# Turning a Garage into a Bachelor pad.



## TheTallan (Aug 18, 2011)

Hello everyone,

For the past year I have been working on creating my own sanctuary in the household. I have literally built the rooms from the ground up. I installed insulation, central air, drywall, and built an additional room along the same principles. So now the construction is finally [close] to being done, and I have run into a problem. The place has become a mess. I am trying to rethink my design tactics and furniture placements for ones that will help maximize available space and help the room flow together, because frankly right now, I cannot think of anything. *I would like to eventually remove on of the couches and add a queen sized bed if i can think of a room design that would work with that.

The Garage
The garage itself is a 205x228 square room with cement flooring, drywalled walls with 4 hanging fluorescent lighting, with 64 center mounted wall outlets throughout. It has one couch and one futon, with a full sized external closet, mini fridge, and 32" television with an entertainment stand. 

So in short I would really like some ideas on how to make this place work, I've put a lot of work into construction, but not nearly as much work in the interior design, any help would be greatly appreciated.

*I know the room is a mess, I'm currently cleaning off the walls, and cleaning up the entire room as a whole in preparation for moving the furniture.

Pictures of the room can be found here: http://s323.photobucket.com/albums/nn469/tcuttriss/Room/

Thank's
-Trevor


----------



## m1951mm (Apr 16, 2011)

You have a wonderful space to work with:thumbup:
The first question I have would be how are you planning to deal with the outside entrances, i.e. the garage door and the other door I saw in the photos. The elements can screw the best of plans. The reason I ask that is what are your plans for flooring for your space?? Do you plan to keep the garage door as is?? which will allow dust and the elements to get into your space. IMHO until that is addressed it would not be beneficial to proceed until those items are taken care of. 

Layout and what you want to space to do for you will be determined by what is done from bottom up:wink:.


----------



## TheTallan (Aug 18, 2011)

m1951mm said:


> You have a wonderful space to work with:thumbup:
> The first question I have would be how are you planning to deal with the outside entrances, i.e. the garage door and the other door I saw in the photos. The elements can screw the best of plans. The reason I ask that is what are your plans for flooring for your space?? Do you plan to keep the garage door as is?? which will allow dust and the elements to get into your space. IMHO until that is addressed it would not be beneficial to proceed until those items are taken care of.
> 
> Layout and what you want to space to do for you will be determined by what is done from bottom up:wink:.

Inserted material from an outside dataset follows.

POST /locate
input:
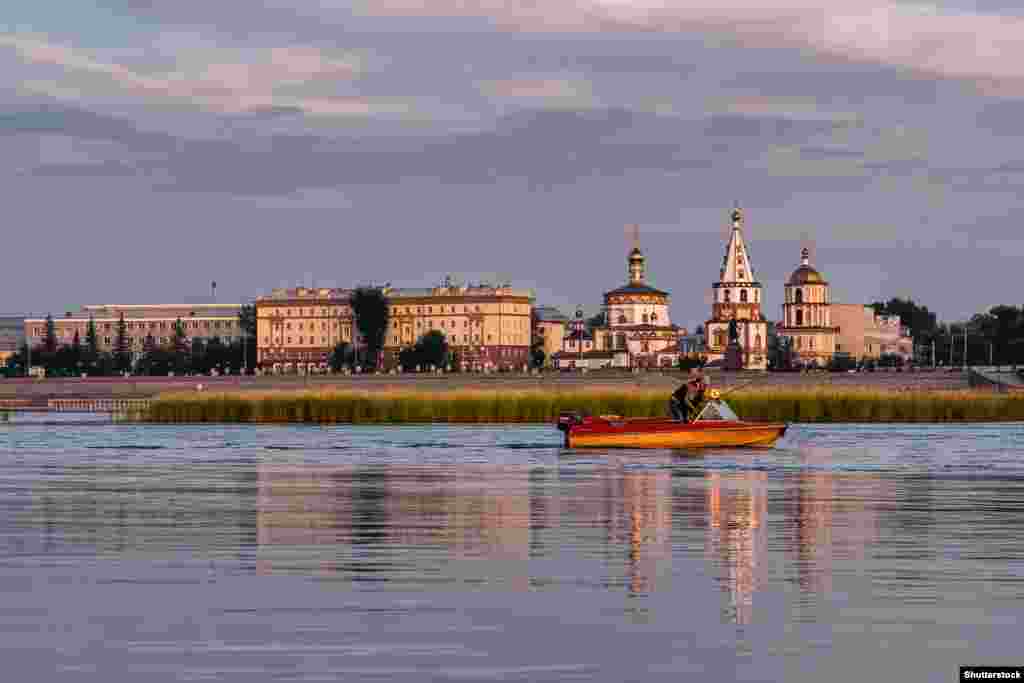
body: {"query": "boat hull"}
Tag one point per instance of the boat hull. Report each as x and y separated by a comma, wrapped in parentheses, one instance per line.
(671, 434)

The Garage door is will forever remain closed, and is sealed from the outside via silicone weather stripping. I decided not to remove it and seal it off, as I do plan to move in about 4 years, which would mean i would have to open the wall up again reinstall the door, which would just be too much hassle. The flooring will either stay as is, or have all weather carpeting with area rugs. The door you see in the picture does not connect to the outside, it connects into the main house.


----------



## m1951mm (Apr 16, 2011)

Ok, if your floor is high and dry a indoor outdoor carpet would be a good choice or maybe look into commercial glue down for starters. 

I would install a tract system on the ceiling in front of the garage door and do a fabric panel to hide the door. 

How to place the furniture, that is a whole different issue. Would need to know what you want from the space. You mentioned beds etc. Is this to be a bedroom or a MAN CAVE??????? Lots of way to deal with either. 

Have you thought about your lighting?? Mood, Bright, Some here or there. 

This is the time that you need to sit back and envision what your special place will look like. Only you will know the answer to that question. Once you figure that out, then you can go forward. I saw what looked to be work benches in the space, are they staying?? Do you want a Huge TV hanging on a wall????????? Are you trying to get away from a spouse that snores??????


Send back some feedback and lets see:thumbup:


----------



## Marbledust (Jun 26, 2010)

first of all...if you penetrate the roof with vents and the like..the city inspector may come bye to see what is going on?next I would take down the garage door track and add a 2 x 4 wall.mount a mini splip system for heat and air needs.use a vent less fitting for the plumbing.


----------